Muhalefet 31 Mart seçimlerine giderken önemli bir hamle yaptı. Büyükşehir adaylarını yerelden gelen belediyecilik deneyimi olan siyasilerden yana kullandı. Ek olarak, ilçe belediye başkan adaylarını belirlerken bile meclis üyelerinden belirlemelerin olması dikkatlerden kaçmadı. Belki de bu genel strateji yerel seçimlerde muhalefet lehine olumlu sonuçlar getirdi.
İZMİR, İSTANBUL'DA
İzmirli siyasetçiler de bu süreçte İstanbul siyasetini yalnız bırakmadı. İzmir’den pek çok belediye başkanı seçim çalışmalarına katılmak üzere İstanbul’a akın etti. Saha çalışmaları, esnaf ziyaretleri, STK’larla toplantılar gibi pek çok seçim çalışması İstanbul örgütüyle koordineli olarak düzenlendi. Görünen o ki İzmir’in umudu da İstanbul oldu. Türkiye’de genel bir dönüşümün başlaması için İstanbul kilit rol üstleniyor. Üç büyükşehirin CHP bayrağıyla temsil edilmesi, büyükler arası yapılacak yerel işbirlikleri ve ortak projeler muhalefetin hareket kabiliyetini artıracaktır. İzmir’in İstanbul’a ağırlık vermesi vizyoner yaklaşımın da kanıtı. Öyle ki 2024 ve 2029 yerel seçimlerinin altyapısı hazırlanıyor. Kemal Kılıçdaroğlu, Genel Başkan olarak seçildiğinden bu yana belki de ilk kez bu seçimde gelecekçi bir bakış açısı somut örneklerle fark edildi. Tunç Soyer’in İzmir Büyükşehir Belediye Başkan adayı olarak gösterilmesi, Utku Gümrükçü’nün genç ve aktif siyasi kimliğiyle Çiğli’de olması ve Fatih Gürbüz’ün yine genç kimliğiyle, yerelden gelen güçlü profiliyle Foça’da ipi göğüslemesi Türkiye’deki büyük değişimin habercisi.
FARK YARATAN BAŞKAN
6 Mayıs’tan 23 Haziran’a giderken tüm eylemler göz önüne alındığında fark yaratan bir Belediye Başkanı, İzmir’de dikkatlerden kaçmıyor. Adı kulislerde geçmeye başladığında yoğun bir siyasi baskıyla karşı karşıya kalmasına rağmen duruşunu hiç bozmadı. Basında pek çok olumsuz haber okuduk hakkında, köşe yazarları yüklendi ve pek çok asılsız iftirayı çekinmeden yöneltti. Tüm negatif algıları görmezden gelerek kendi yolunda ilerledi. Bununla kalmadı, rakiplerine yönelik yapılan dedikoduları bile kullanmayı tercih etmedi.

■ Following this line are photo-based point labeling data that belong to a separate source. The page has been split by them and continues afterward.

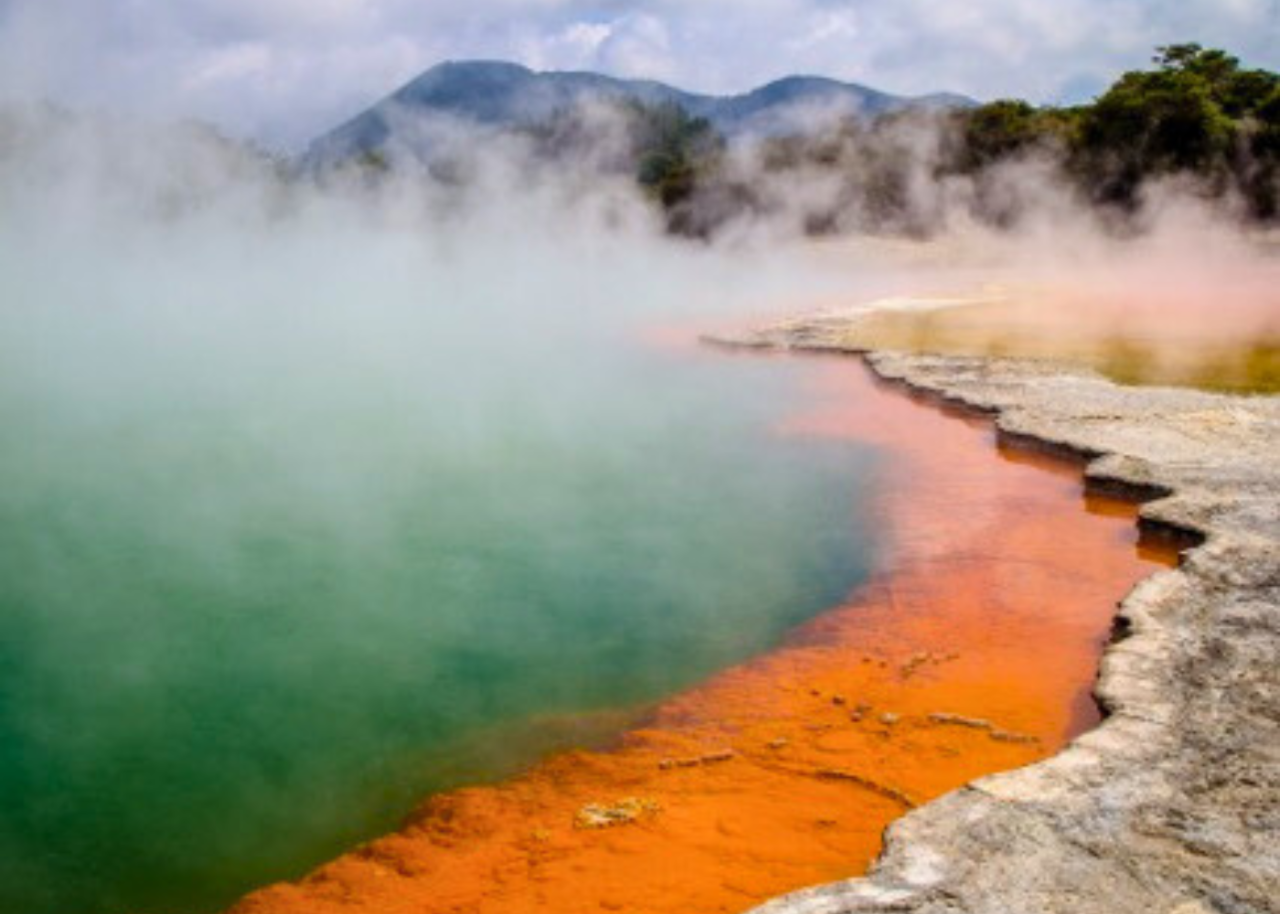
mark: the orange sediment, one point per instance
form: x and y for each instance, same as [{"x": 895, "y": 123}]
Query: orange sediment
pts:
[{"x": 972, "y": 650}]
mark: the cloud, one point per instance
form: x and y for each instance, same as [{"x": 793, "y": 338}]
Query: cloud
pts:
[{"x": 283, "y": 71}]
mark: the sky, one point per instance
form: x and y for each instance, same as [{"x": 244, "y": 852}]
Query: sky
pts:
[{"x": 282, "y": 72}]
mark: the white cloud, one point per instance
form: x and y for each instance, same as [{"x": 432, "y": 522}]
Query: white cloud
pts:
[{"x": 287, "y": 69}]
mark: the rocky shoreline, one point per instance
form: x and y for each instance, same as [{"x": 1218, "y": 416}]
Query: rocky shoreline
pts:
[{"x": 1173, "y": 804}]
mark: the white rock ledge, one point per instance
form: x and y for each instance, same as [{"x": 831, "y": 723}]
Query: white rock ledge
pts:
[{"x": 1173, "y": 804}]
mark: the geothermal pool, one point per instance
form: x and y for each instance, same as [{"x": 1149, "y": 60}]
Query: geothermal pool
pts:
[
  {"x": 970, "y": 649},
  {"x": 274, "y": 567},
  {"x": 248, "y": 620}
]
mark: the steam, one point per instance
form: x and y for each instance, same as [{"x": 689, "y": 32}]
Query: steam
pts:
[{"x": 210, "y": 359}]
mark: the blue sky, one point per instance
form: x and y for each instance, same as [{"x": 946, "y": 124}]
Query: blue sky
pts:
[{"x": 282, "y": 71}]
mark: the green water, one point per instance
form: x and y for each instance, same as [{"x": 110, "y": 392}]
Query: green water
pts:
[{"x": 264, "y": 584}]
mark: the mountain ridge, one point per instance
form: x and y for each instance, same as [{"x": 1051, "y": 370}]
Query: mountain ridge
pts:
[{"x": 504, "y": 94}]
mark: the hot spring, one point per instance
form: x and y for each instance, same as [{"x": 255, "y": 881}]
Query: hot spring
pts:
[{"x": 284, "y": 548}]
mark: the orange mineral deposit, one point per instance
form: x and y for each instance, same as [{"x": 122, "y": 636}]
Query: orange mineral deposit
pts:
[{"x": 970, "y": 650}]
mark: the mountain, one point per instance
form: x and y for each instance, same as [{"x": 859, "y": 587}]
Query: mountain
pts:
[{"x": 497, "y": 94}]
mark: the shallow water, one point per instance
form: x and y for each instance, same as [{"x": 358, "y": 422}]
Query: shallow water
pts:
[
  {"x": 972, "y": 649},
  {"x": 257, "y": 599}
]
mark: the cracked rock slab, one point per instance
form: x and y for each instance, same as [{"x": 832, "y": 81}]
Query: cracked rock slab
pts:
[{"x": 1173, "y": 804}]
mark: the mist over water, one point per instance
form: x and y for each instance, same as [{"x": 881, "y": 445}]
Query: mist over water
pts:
[{"x": 305, "y": 517}]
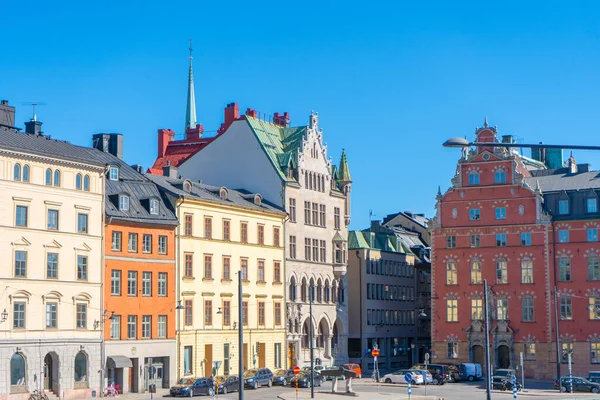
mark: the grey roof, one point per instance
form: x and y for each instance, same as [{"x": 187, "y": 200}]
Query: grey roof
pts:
[
  {"x": 200, "y": 191},
  {"x": 565, "y": 181},
  {"x": 45, "y": 146}
]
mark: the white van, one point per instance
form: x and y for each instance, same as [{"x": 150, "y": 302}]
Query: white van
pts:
[{"x": 470, "y": 371}]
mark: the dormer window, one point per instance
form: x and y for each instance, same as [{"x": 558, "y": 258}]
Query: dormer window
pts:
[
  {"x": 123, "y": 203},
  {"x": 154, "y": 206},
  {"x": 113, "y": 173}
]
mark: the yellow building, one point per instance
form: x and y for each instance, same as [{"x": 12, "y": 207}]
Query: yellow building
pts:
[{"x": 223, "y": 232}]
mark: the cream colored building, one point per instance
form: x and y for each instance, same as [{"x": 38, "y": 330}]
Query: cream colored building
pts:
[
  {"x": 51, "y": 224},
  {"x": 221, "y": 232}
]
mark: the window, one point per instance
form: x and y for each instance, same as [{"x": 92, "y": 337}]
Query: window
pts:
[
  {"x": 154, "y": 207},
  {"x": 293, "y": 247},
  {"x": 81, "y": 316},
  {"x": 500, "y": 177},
  {"x": 591, "y": 205},
  {"x": 564, "y": 269},
  {"x": 162, "y": 244},
  {"x": 563, "y": 207},
  {"x": 476, "y": 272},
  {"x": 82, "y": 268},
  {"x": 20, "y": 263},
  {"x": 226, "y": 229},
  {"x": 146, "y": 283},
  {"x": 188, "y": 224},
  {"x": 501, "y": 271},
  {"x": 132, "y": 327},
  {"x": 526, "y": 270},
  {"x": 115, "y": 282},
  {"x": 188, "y": 313},
  {"x": 593, "y": 270},
  {"x": 451, "y": 273},
  {"x": 473, "y": 178},
  {"x": 21, "y": 216},
  {"x": 82, "y": 226},
  {"x": 500, "y": 239},
  {"x": 52, "y": 220},
  {"x": 261, "y": 271},
  {"x": 132, "y": 283},
  {"x": 162, "y": 283},
  {"x": 452, "y": 350},
  {"x": 261, "y": 313},
  {"x": 500, "y": 212},
  {"x": 450, "y": 242},
  {"x": 227, "y": 313},
  {"x": 292, "y": 210},
  {"x": 207, "y": 266},
  {"x": 452, "y": 310},
  {"x": 189, "y": 265},
  {"x": 146, "y": 326},
  {"x": 502, "y": 309},
  {"x": 476, "y": 309},
  {"x": 19, "y": 315},
  {"x": 132, "y": 243},
  {"x": 113, "y": 173},
  {"x": 52, "y": 265},
  {"x": 276, "y": 272},
  {"x": 244, "y": 232},
  {"x": 162, "y": 326},
  {"x": 115, "y": 327},
  {"x": 187, "y": 360},
  {"x": 116, "y": 241},
  {"x": 208, "y": 227}
]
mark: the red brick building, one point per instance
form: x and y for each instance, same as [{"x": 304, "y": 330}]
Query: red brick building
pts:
[{"x": 501, "y": 221}]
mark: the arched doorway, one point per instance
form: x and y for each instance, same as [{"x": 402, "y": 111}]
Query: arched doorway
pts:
[{"x": 503, "y": 356}]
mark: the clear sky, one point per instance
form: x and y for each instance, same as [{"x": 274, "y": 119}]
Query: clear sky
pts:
[{"x": 391, "y": 80}]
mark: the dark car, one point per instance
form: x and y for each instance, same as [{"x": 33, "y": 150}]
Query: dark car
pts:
[
  {"x": 579, "y": 383},
  {"x": 282, "y": 376},
  {"x": 228, "y": 384},
  {"x": 254, "y": 378},
  {"x": 193, "y": 387},
  {"x": 303, "y": 379}
]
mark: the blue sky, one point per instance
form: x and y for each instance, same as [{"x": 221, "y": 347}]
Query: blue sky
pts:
[{"x": 391, "y": 80}]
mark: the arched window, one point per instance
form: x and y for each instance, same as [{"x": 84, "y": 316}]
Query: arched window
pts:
[
  {"x": 57, "y": 178},
  {"x": 78, "y": 182},
  {"x": 17, "y": 172},
  {"x": 17, "y": 373},
  {"x": 81, "y": 370},
  {"x": 26, "y": 173}
]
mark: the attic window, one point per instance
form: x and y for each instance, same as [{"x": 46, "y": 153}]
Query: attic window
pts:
[
  {"x": 123, "y": 203},
  {"x": 153, "y": 206}
]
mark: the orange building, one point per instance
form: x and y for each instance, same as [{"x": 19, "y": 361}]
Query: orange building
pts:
[{"x": 139, "y": 279}]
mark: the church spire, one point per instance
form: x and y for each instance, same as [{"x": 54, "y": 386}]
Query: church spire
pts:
[{"x": 190, "y": 110}]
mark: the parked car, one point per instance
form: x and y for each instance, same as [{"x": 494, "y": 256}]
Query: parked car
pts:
[
  {"x": 228, "y": 384},
  {"x": 194, "y": 387},
  {"x": 355, "y": 368},
  {"x": 580, "y": 384},
  {"x": 398, "y": 377},
  {"x": 303, "y": 379},
  {"x": 282, "y": 376},
  {"x": 254, "y": 378}
]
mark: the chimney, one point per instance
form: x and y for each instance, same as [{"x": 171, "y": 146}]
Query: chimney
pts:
[
  {"x": 232, "y": 113},
  {"x": 164, "y": 137},
  {"x": 7, "y": 115},
  {"x": 109, "y": 143}
]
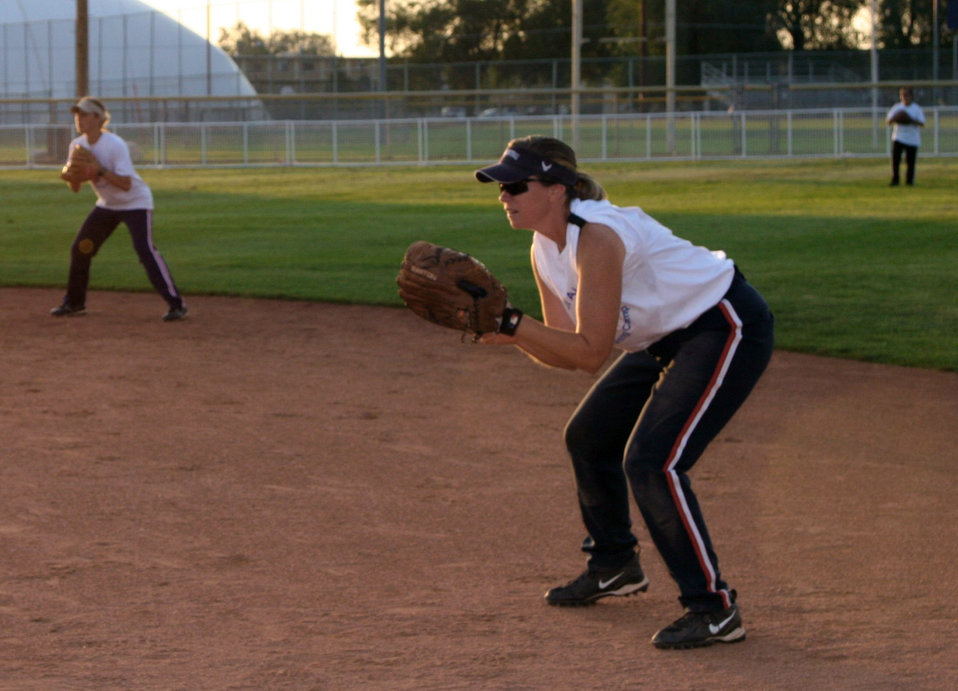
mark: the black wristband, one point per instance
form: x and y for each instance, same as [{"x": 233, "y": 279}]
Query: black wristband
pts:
[{"x": 510, "y": 321}]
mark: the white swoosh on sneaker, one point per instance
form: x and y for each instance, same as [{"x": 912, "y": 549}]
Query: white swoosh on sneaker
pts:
[
  {"x": 605, "y": 584},
  {"x": 715, "y": 628}
]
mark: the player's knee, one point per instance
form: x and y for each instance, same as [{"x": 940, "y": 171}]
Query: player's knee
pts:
[{"x": 83, "y": 248}]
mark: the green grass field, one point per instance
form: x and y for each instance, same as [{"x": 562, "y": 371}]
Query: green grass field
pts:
[{"x": 851, "y": 268}]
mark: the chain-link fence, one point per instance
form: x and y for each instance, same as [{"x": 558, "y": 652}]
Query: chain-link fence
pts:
[{"x": 840, "y": 132}]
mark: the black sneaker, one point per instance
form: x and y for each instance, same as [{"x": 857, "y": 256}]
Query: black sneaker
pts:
[
  {"x": 697, "y": 629},
  {"x": 175, "y": 313},
  {"x": 66, "y": 310},
  {"x": 593, "y": 585}
]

Temiz siyaset kültürünün oluşması için belki de örnek bir yol açmaya başladı. Kimden mi söz ediyorum? Toplumsal cinsiyet ilkelerini özümsemiş “erkek siyaseti” bertaraf etmek için adım adım ilerleyen, dev çınarın yeni “filizi”: Sengel Başkan. Sayın Sengel’in tutumu 1 Nisan’dan bu yana umut vaadediyor. Güvene dayalı, eşitlikçi ve adil yaklaşımı dikkat çekiyor. Başkan Sengel, sürekli sokaklarda, vatandaşla iç içe, her yeri didik didik ediyor. Yalnız da değil. Yanında bürokratları, ekibi var. Sengel’in seçildiği ilk üç ayda gösterdiği çalışma biçimi Selçuk’un beş yılda iyi yerlere gelebileceğinin habercisi. İlk adım tanıtım atağıyla yapıldı, turizmi hareketlendirip yeni turizm alanlarının geliştirileceği söyleniyor. İkinci adımda da tarımın güçlendirilmesi için destekler, politikalar geliştirileceği bekleniyor.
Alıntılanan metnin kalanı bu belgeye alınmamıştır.